Pakistani politician

Abdul Sattar Pirzada (4 July 1907 – 24 August 1974) was a Pakistani politician and administrator who served as the Chief Minister of Sindh between May 1953 and November 1954. He also served as the Chairman of the Pakistan Cricket Board (PCB) between September 1951 and July 1953 before becoming chief minister. His son, Abdul Hafeez Pirzada, is known as the architect of Constitution of Pakistan.

== Education ==
Abdul Sattar Pirzada was born on 4 July 1907 in Sukkur, Sindh, Pakistan. He received Primary and Secondary education from Sukkur. He graduated in Mathematics and Law from London University College, England.

== Early career ==
After graduation from England in 1930, he returned to Sindh and began legal practice in his hometown Sukkur. In 1932–33, he served as Assistant Public Procecutor Sukkur and in 1937–38, he served as Public Prosecutor of Jacobabad District.

== Political career ==
His political career began in 1934 when he was elected as a member of Municipal corporation Sukkur. Later on, he served as Vice President of the same corporation. After separation of Sindh from Bombay Presidency, he was elected as a member of Sindh Assembly in 1937. He was appointed as Chief Parliamentary Secretary in 1938. He served as provincial member of Public Works, Irrigation and Health in 1941. In September 1942, he returned all his titles to the government in protest of the strict policy adopted by the British government in connection with the Congress' Quit India Movement. On this his ministry was deposed.
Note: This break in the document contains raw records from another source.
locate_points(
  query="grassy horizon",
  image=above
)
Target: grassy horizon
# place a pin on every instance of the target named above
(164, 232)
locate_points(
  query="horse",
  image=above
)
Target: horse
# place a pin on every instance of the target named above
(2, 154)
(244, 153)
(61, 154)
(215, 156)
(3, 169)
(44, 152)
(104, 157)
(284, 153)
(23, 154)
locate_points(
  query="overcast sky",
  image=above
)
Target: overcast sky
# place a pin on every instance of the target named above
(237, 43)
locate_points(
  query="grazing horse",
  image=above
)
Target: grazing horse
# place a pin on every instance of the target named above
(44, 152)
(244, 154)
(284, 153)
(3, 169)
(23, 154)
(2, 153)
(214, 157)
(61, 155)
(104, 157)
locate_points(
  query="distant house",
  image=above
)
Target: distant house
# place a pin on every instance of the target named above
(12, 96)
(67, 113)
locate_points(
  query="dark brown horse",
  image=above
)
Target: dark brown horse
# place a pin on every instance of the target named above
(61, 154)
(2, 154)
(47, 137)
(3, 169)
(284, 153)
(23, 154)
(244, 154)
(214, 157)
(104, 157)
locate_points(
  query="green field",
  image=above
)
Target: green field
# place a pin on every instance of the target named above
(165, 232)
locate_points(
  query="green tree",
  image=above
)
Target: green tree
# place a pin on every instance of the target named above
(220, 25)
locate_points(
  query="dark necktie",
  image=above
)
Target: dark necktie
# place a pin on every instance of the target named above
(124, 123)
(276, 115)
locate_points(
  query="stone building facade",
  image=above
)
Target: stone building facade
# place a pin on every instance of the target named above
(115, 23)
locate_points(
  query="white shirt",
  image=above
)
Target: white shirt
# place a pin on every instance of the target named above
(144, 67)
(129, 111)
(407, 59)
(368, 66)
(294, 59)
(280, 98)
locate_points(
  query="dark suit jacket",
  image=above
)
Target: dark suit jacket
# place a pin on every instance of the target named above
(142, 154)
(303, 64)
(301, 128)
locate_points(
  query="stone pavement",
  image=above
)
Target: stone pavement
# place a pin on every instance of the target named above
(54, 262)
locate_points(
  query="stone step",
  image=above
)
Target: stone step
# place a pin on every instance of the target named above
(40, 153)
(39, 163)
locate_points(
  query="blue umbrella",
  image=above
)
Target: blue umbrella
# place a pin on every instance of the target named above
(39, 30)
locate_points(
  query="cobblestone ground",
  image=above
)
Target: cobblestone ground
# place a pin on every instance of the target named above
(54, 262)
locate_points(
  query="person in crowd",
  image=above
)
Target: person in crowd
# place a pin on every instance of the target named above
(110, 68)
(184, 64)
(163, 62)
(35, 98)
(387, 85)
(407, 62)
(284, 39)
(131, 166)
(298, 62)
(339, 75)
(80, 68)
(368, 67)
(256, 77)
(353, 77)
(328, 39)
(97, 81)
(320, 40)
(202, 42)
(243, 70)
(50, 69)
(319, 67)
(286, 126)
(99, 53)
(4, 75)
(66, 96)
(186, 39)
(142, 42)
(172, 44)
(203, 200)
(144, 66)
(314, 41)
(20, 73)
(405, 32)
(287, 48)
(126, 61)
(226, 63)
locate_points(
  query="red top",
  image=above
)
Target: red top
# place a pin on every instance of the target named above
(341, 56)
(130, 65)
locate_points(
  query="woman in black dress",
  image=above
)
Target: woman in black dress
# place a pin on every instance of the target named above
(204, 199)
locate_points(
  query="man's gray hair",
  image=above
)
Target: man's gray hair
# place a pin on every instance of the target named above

In the late 1945, he joined All India Muslim League and was elected as a member of provincial Assembly of Sindh in 1946. He was appointed as Minister of Edulation, Local Self Government and Law in the same year. He then served as Minister of Revenue and Law. After creation of Pakistan in 1947, he first served as a minister of Food, Agriculture and Health, and then minister of Law.

Abdul Sattar Pirzada took oath as the Chief Minister of Sindh on 22 May 1953. Due to his opposition to the One Unit Rule in Pakistan, his Government was dismissed on 8 November 1954. He was elected as a member of West Pakistan Assembly in 1956 and joined the West Pakistan Government as Minister of Law and Agriculture.

== Death ==
Abdul Sattar Pirzada died on 24 August 1974.